Applications in the visible and infrared range are mainly focused on laboratory use, like microscopy, but could be extended to wider markets like lighting of cars or other mobile illumination with restrictions on device space and weight.

DESCRIPTION

We present here production of ultra-thin optical elements with a supporting frame, building a setup with at least one ultra-thin, mechanically robust optical elements for beam manipulation like, among others, lenses, filters and polarizers, with freestanding geometry, mountable directly to standard optics holders and suitable for visible light (wavelength 400-800 nm), infrared (>0.8 μm) and Terahertz radiation (˜1 mm).

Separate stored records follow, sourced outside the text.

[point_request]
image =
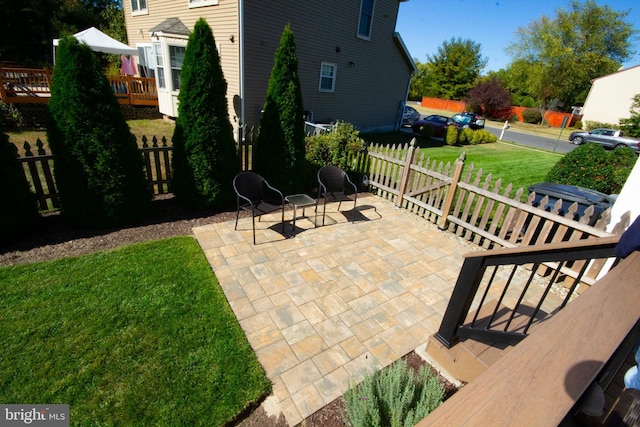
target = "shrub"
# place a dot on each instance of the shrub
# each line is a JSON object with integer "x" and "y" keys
{"x": 338, "y": 147}
{"x": 532, "y": 115}
{"x": 451, "y": 135}
{"x": 427, "y": 131}
{"x": 19, "y": 213}
{"x": 204, "y": 156}
{"x": 280, "y": 144}
{"x": 595, "y": 125}
{"x": 98, "y": 167}
{"x": 465, "y": 136}
{"x": 590, "y": 166}
{"x": 393, "y": 397}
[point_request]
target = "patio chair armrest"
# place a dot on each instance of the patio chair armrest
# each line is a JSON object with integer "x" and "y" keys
{"x": 275, "y": 190}
{"x": 355, "y": 188}
{"x": 248, "y": 200}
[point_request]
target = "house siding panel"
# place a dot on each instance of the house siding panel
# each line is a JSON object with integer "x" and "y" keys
{"x": 223, "y": 20}
{"x": 611, "y": 96}
{"x": 367, "y": 94}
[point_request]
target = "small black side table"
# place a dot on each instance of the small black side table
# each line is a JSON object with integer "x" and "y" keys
{"x": 299, "y": 201}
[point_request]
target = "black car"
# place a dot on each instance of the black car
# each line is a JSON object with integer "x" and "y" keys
{"x": 438, "y": 122}
{"x": 570, "y": 194}
{"x": 468, "y": 120}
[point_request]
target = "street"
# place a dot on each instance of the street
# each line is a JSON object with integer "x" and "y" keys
{"x": 551, "y": 144}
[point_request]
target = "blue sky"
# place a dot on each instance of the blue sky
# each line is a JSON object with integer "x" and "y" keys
{"x": 425, "y": 24}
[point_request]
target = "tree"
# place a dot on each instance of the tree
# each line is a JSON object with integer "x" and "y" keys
{"x": 280, "y": 149}
{"x": 19, "y": 214}
{"x": 492, "y": 97}
{"x": 204, "y": 154}
{"x": 98, "y": 167}
{"x": 454, "y": 69}
{"x": 419, "y": 82}
{"x": 563, "y": 54}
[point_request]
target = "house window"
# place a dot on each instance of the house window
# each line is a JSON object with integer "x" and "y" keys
{"x": 176, "y": 57}
{"x": 138, "y": 7}
{"x": 327, "y": 77}
{"x": 200, "y": 3}
{"x": 366, "y": 19}
{"x": 146, "y": 62}
{"x": 159, "y": 58}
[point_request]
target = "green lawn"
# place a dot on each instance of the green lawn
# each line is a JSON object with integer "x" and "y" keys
{"x": 520, "y": 166}
{"x": 141, "y": 335}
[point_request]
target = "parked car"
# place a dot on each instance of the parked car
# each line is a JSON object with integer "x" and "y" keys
{"x": 570, "y": 194}
{"x": 409, "y": 116}
{"x": 439, "y": 124}
{"x": 608, "y": 138}
{"x": 468, "y": 120}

The production method we have developed aims at fabricating freestanding ultra-thin optical elements for beam manipulation that can directly be mounted to standard optics holders.

It encompasses the entire process from the design and substrate preparation to the final product, a setup with at least one ultra-thin optical element, and the supporting frame.

The essential advantage of the process is that the steps from the substrate preparation to the final, mountable element are done on a single carrier without the need of transfer or wafer bonding.

Any design of the metallic structure(s) can be produced, limited only by the processing capability of steps B) and C) below. We have demonstrated the process for band-pass filters centred in the range from 0.3 THz to 3 THz. The process, however, is not limited to the THz range. All materials and processes involved are compatible for the frequency range from UV (<300 nm) to THz (mm-waves).

The process is described as follows.

• • A) A rigid carrier is coated with a thin separation layer and a polymer substrate using spin-coating.

The thickness of the polymer substrate is adjusted by choosing the appropriate processing parameters.

We have demonstrated the process using

• • a) a silicon wafer (4″ Si-Wafer) as a carrier;
  • b) Poly(methyl methacrylate) (PMMA) as a separation layer, or (Poly(4-vinylphenol), also called polyvinylphenol or PVP, or Poly(vinyl alcohol) (PVA) can be used, most preferably applied by spin-coating, with thicknesses from 0.5 μm up to 5 μm;
  • c) a substrate of Cyclic olefin copolymer (COC, transparent amorphous polymer) with a first solvent 1,2 Dimethylcyclohexan, resulting in thicknesses between 1 μm and 25 μm of COC,
    • most preferred by spin-coating,
    • and subsequent curing.
  • B) A photoresist layer is applied to the substrate/separation/carrier system and exposed according to the design of the metasurface for later metallization. We have demonstrated the process by spin-coating a photoresist layer and laser beam writing. The photoresist layer is compatible with photolithography or e-beam writing for patterning. As an example, photoresist AZ 5214E was used resulting in a thickness between 1 μm to 2 μm.
  • C) The photoresist layer/substrate/separation/carrier-system is subsequently metallized and later lift-off of the mask is performed. We have demonstrated the coating process by thermal deposition of chrome (5 nm thickness) and of gold (200 nm thickness) and later lift-off in cold acetone.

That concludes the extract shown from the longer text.